Professor Keshab Parhi elected AIMBE Fellow

Distinguished McKnight University Professor and Edgar F. Johnson Professor Keshab Parhi has been elected by the American Institute for Medical and Biological Engineering (AIMBE) to its 2022 class of fellows. He is being honored for his “outstanding contributions to machine learning approaches for neuropsychiatric and ophthalmic disorders, and to synthesis of molecular computing systems.” Election to the AIMBE College of Fellows is among the highest professional distinctions accorded to a medical and biological engineer.

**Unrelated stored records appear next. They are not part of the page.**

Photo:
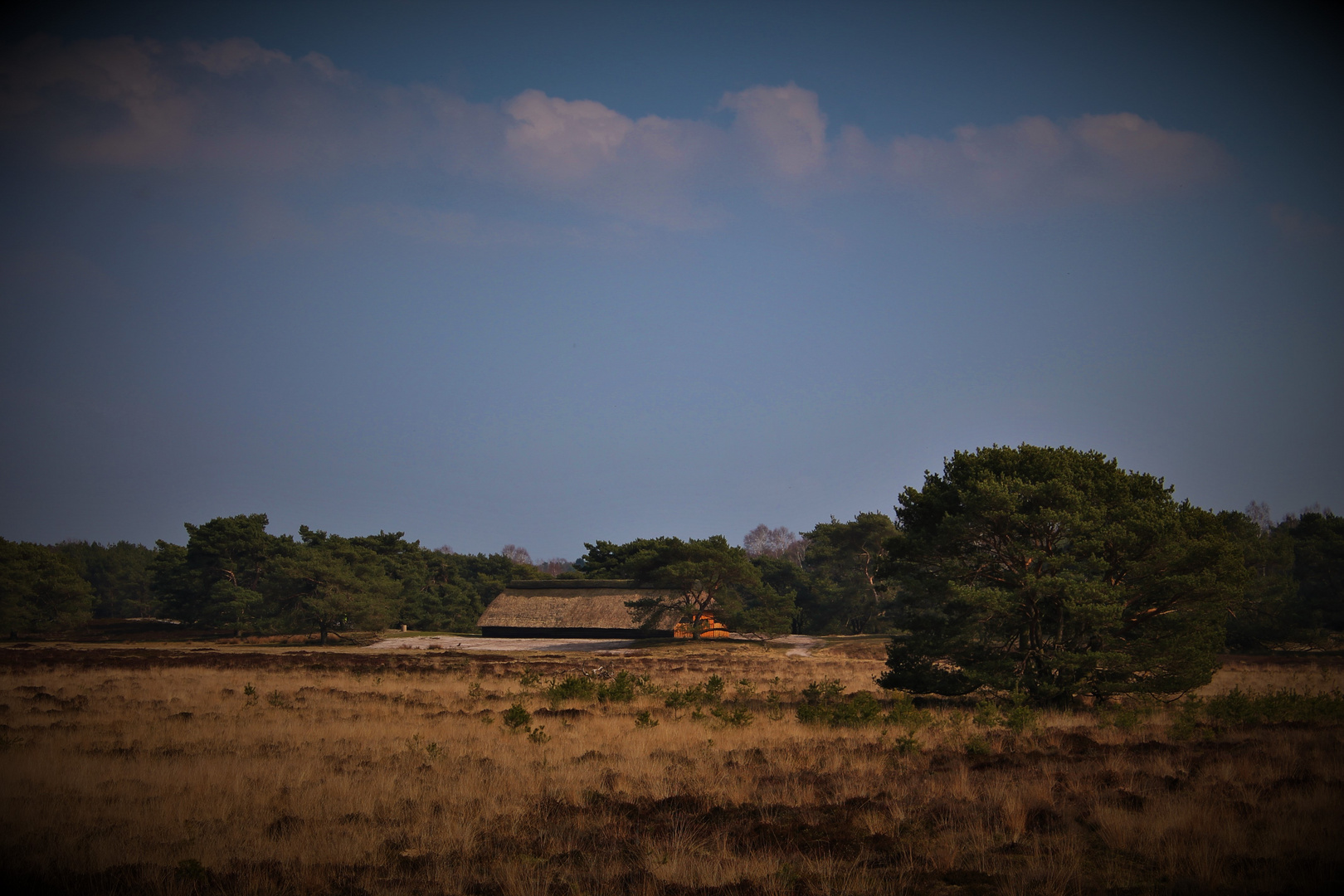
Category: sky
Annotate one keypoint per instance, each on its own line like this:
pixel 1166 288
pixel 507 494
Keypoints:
pixel 542 275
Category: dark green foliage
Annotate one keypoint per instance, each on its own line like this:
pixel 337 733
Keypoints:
pixel 1054 572
pixel 572 688
pixel 516 716
pixel 700 577
pixel 234 574
pixel 734 716
pixel 619 689
pixel 119 575
pixel 1319 570
pixel 41 590
pixel 1237 709
pixel 845 594
pixel 905 713
pixel 694 694
pixel 1296 592
pixel 824 703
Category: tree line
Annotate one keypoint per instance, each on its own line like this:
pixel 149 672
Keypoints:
pixel 1050 567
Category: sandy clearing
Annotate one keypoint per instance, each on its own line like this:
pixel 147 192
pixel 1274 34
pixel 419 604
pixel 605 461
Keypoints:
pixel 799 645
pixel 546 645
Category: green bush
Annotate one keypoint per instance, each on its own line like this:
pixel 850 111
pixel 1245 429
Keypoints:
pixel 693 694
pixel 905 746
pixel 619 689
pixel 1019 719
pixel 825 703
pixel 986 713
pixel 737 718
pixel 516 716
pixel 1237 709
pixel 903 712
pixel 979 746
pixel 572 688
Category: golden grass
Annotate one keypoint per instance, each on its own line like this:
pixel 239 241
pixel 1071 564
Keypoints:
pixel 134 772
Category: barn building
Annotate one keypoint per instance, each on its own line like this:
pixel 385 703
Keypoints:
pixel 569 609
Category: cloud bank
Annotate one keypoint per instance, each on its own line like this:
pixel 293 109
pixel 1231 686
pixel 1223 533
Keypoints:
pixel 238 108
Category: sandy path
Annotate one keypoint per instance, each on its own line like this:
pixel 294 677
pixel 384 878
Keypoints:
pixel 799 645
pixel 546 645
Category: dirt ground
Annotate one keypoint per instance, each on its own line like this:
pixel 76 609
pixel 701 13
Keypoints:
pixel 186 770
pixel 796 645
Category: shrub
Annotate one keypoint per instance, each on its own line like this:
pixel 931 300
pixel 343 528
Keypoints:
pixel 737 718
pixel 619 689
pixel 572 688
pixel 516 718
pixel 905 746
pixel 979 746
pixel 694 694
pixel 824 703
pixel 903 712
pixel 986 713
pixel 1019 719
pixel 1237 709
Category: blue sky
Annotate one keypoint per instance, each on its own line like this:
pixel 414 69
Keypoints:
pixel 543 275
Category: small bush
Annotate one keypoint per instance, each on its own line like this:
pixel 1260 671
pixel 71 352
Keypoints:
pixel 516 718
pixel 986 713
pixel 694 694
pixel 979 746
pixel 1237 709
pixel 619 689
pixel 905 746
pixel 1127 716
pixel 824 703
pixel 737 718
pixel 903 712
pixel 572 688
pixel 1019 719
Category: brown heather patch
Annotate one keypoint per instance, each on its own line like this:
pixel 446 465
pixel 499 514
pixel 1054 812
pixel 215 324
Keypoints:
pixel 359 772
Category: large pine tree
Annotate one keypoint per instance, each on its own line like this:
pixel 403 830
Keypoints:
pixel 1057 572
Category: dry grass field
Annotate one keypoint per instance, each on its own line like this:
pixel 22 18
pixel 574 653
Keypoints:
pixel 246 770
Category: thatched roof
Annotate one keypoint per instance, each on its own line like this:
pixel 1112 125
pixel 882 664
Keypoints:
pixel 567 603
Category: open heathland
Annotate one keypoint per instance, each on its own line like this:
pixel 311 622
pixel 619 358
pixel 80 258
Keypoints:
pixel 674 768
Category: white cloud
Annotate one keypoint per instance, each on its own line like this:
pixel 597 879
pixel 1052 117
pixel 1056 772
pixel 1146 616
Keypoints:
pixel 236 106
pixel 563 139
pixel 782 127
pixel 1040 163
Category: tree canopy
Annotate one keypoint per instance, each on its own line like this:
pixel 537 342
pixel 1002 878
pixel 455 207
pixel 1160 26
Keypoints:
pixel 702 577
pixel 1055 572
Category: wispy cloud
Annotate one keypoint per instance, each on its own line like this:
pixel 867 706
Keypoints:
pixel 1301 226
pixel 236 106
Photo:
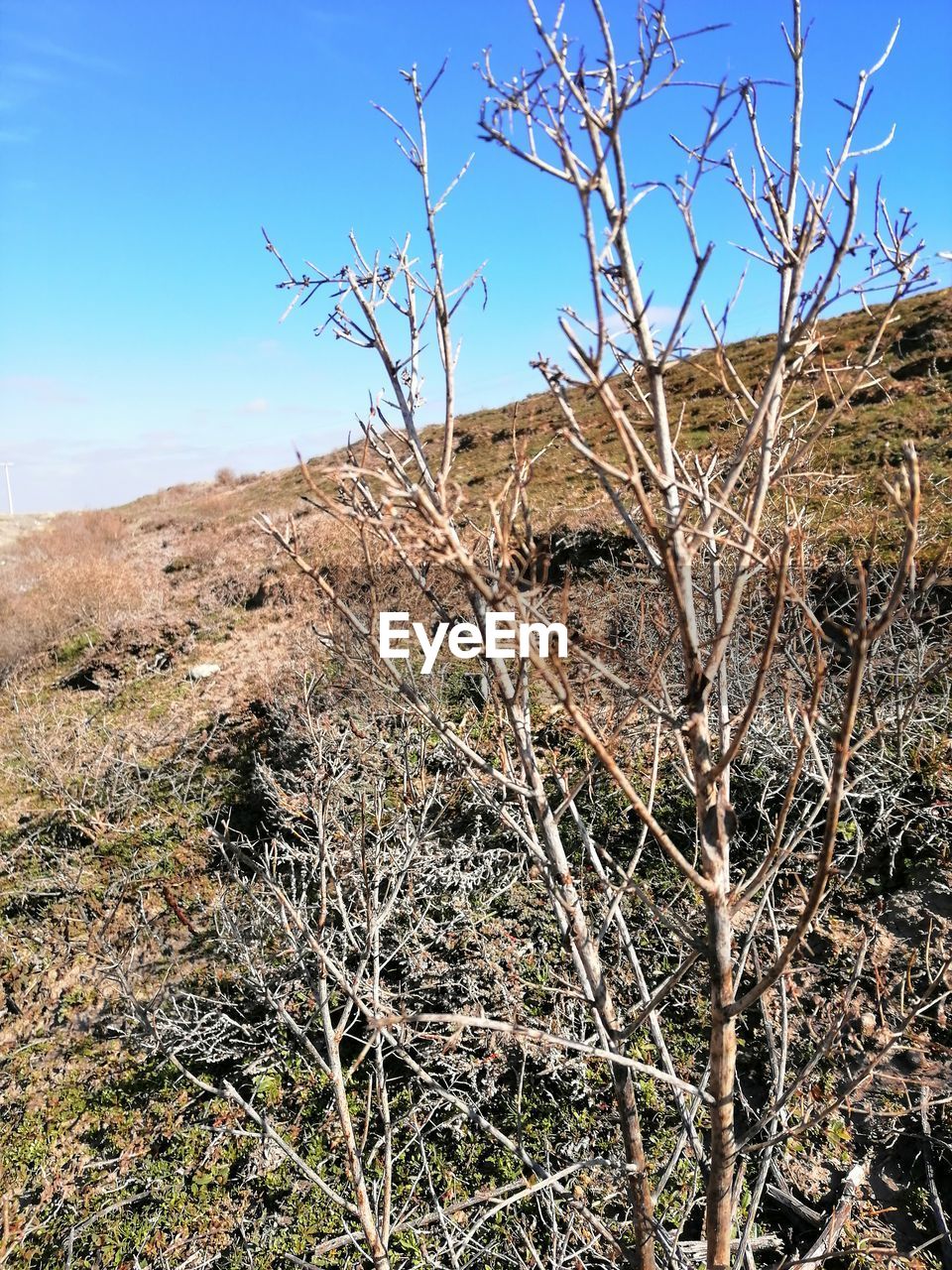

The AIMBE’s College of Fellows have revolutionized medicine and its related fields in ways that have positively impacted the lives of people worldwide. Fellows of the organization play a critical role in its mission of advocating for the advancement of excellence in medicine and science. Election as Fellow entails that they give back by actively engaging in advocacy efforts and public policy initiatives that impact the scientific, as well as the broader community.

Scientific contributions

Parhi developed the first rigorous machine learning approach to predict epilepsy from scalp and intracranial electroencephalogram (EEG) signals. In collaboration with other researchers, he has designed classifiers for psychiatric disorders such as borderline personality disorder, obsessive compulsive disorder, and major depressive disorder from resting-state functional MRI. Under his leadership, his research team has developed new biomarkers for static network analysis and dynamic brain network analysis. They have also developed classifiers for schizophrenia from magnetoencephalography (MEG) data collected during language tasks. This research will pave the way for therapeutic applications of closed-loop neuromodulation for the treatment of neuropsychiatric disorders. 

Parhi’s team has also developed classifiers for ophthalmic disorders such as diabetic retinopathy from fundus or retinal camera images, and age related macular edema and diabetic macular edema from optical coherence tomography (OCT) images. 

His team were the first to synthesize molecular and DNA computing systems for finite impulse response and infinite impulse response digital filters, and DNA machine learning systems for artificial neural networks for all types of activation functions. They also developed DNA support vector machines that could, in the future, be the foundation of in-vivo protein monitoring, and molecular drug-delivery systems.

Academic and service contributions

Parhi has been a committed and enthusiastic contributor to the Department of Electrical and Computer Engineering, the University, and IEEE. He served on the IEEE Circuits and Systems Society’s Board of Governors, and as a member of the IEEE Fellow Selection Committee in 1998 and 1999. He was editor-in-chief of the IEEE Transactions on Circuits and Systems, Part-I in 2004 and 2005, and has served as associate editor of the organization’s journals and transactions 14 times. He has served as an associate editor, reviewer, and session chair for the IEEE Engineering in Medicine and Biology Conference organized by the IEEE Engineering in Medicine and Biology Society. He has presented numerous tutorials on biomedical and health data analytics at conferences and to companies in the field. A distinguished lecturer of the IEEE Circuits and Systems Society, Parhi has presented numerous talks on low-energy machine learning, hardware security, and artificial intelligence for health applications. He has actively mentored hundreds of young colleagues at IEEE conferences, and is also a frequent reviewer of papers for biomedical journals published by Nature, IEEE, Springer, and Elsevier. Parhi holds 32 patents, has authored a major textbook, and has published 230 journal papers and 430 conference papers. His research publications have an h index of 81. He has graduated 48 Ph.D. (eight of them were women) and 65 MSECE students. Several of them are in prominent positions in industry and academia. 

Parhi’s contributions have been recognized widely: he is a Fellow of IEEE, the Association for Computing Machinery (ACM), the American Association for the Advancement of Science (AAAS) and the National Academy of Inventors (NAI). These honors are a testament to his commitment to innovation, education, and the advancement of science for the benefit of society. 

The fellows induction ceremony will be held on March 25 during AIMBE’s 2022 Annual Event. Professor Parhi will be inducted along with 152 new members who make up the AIMBE Fellow Class of 2022.